Emil Hakl (b. 1958), writer, recipient of several literary awards. One of our most appreciated and widely translated contemporary authors, his books have been published in many languages. Hakl was awarded the Magnesia Litera – Best Prose for the novella O rodičích a dětech (Of Kids and Parents, 2002). In 2010, Hakl continued this dialogue between a father and a son and came up with his most successful book to date, Pravidla směšného chování (Rules of Ridiculous Behaviour, 2010), which won the Josef Škvorecký Award, was nominated for the Magnesia Litera in the prose category and came second in the Lidové noviny newspaper’s Book of the Year. Three years later he received his second Magnesia Litera Award for the novel Skutečná událost (A True Story, 2013).
November 2016, 248 pages
Available material: English sample, German sample, German translation
Foreign editions: Austria (Braumüller)
Hakl is a real literary talent, “the Hrabal of this time”. He needs little to create an atmosphere and characters.
Emil Hakl’s novel addresses a hot topic in science and technology – the creation of an artificial human – which has been central to sci-fi since Karel Čapek wrote R.U.R almost 100 years ago. Here humanity’s Frankenstein-like desire is to create a beautiful female android, the titular Uma. Hakl has achieved a remarkable melding of two genres, as the central point of the book is a classic tale of love. Two main characters are experiencing an intense relationship based on mutual affection, which eventually turns into an addiction of conspiratorial friendship and sex. The mixture of foreignness and intimacy is what makes Uma alluring. Uma is not a submissive partner. On the contrary, she is viewed as the more sophisticated personality, who has the situation in hand and ultimately has the final word on how the relationship will develop. The inscrutable robot becomes the embodiment of the essence of the female soul. This novel is written in the author’s typically efficient and fast-paced style.
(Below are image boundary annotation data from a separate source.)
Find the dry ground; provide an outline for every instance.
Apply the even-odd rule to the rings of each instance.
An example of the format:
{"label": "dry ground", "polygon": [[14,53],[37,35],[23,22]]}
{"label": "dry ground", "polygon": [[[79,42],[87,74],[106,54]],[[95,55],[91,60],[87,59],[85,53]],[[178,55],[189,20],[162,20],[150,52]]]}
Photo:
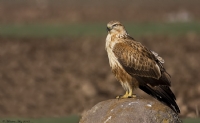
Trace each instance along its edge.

“Hakl chose a brilliant topic for this book. Questions about how we will coexist with robots, androids and other technological creations are appealing for everyone.”
— MF Dnes
“Hakl has given the novel an appealing story, a clear structure, and functional relationships between the central characters and one dog. He switches naturally from writing in the first-person to the second-person and back again.”
— Hospodářské noviny
“Uma goes to sleep. That’s what the two of you call it. She lies down and adjusts her settings (you don’t know how, exactly, you prefer to stare at the ceiling), you talk for fifteen or thirty minutes before she shuts down. But she isn’t silent—she hums like an electric toy. Her toes twitch gently. She emits various smells. When she’s half asleep, she often busies herself by synchronizing her files, or at least that’s what she says she’s doing. You suspect that she’s just actively loafing. She learned it from you, and she’s learned that she enjoys it. Sometimes she lies and pretends to be sleeping, but she’s awake. It’s as though she’s waiting for something. She draws breath and she exhales. It’s a question of oxygen delivery, the same as for you. When you wake up in the middle of the night, she always startles you—a half meter away lies an immobile, artificial corpse. You go to the toilet, you drink some water. When you return, her eyes follow you—she’s responding to your motion and is already beginning to warm up.”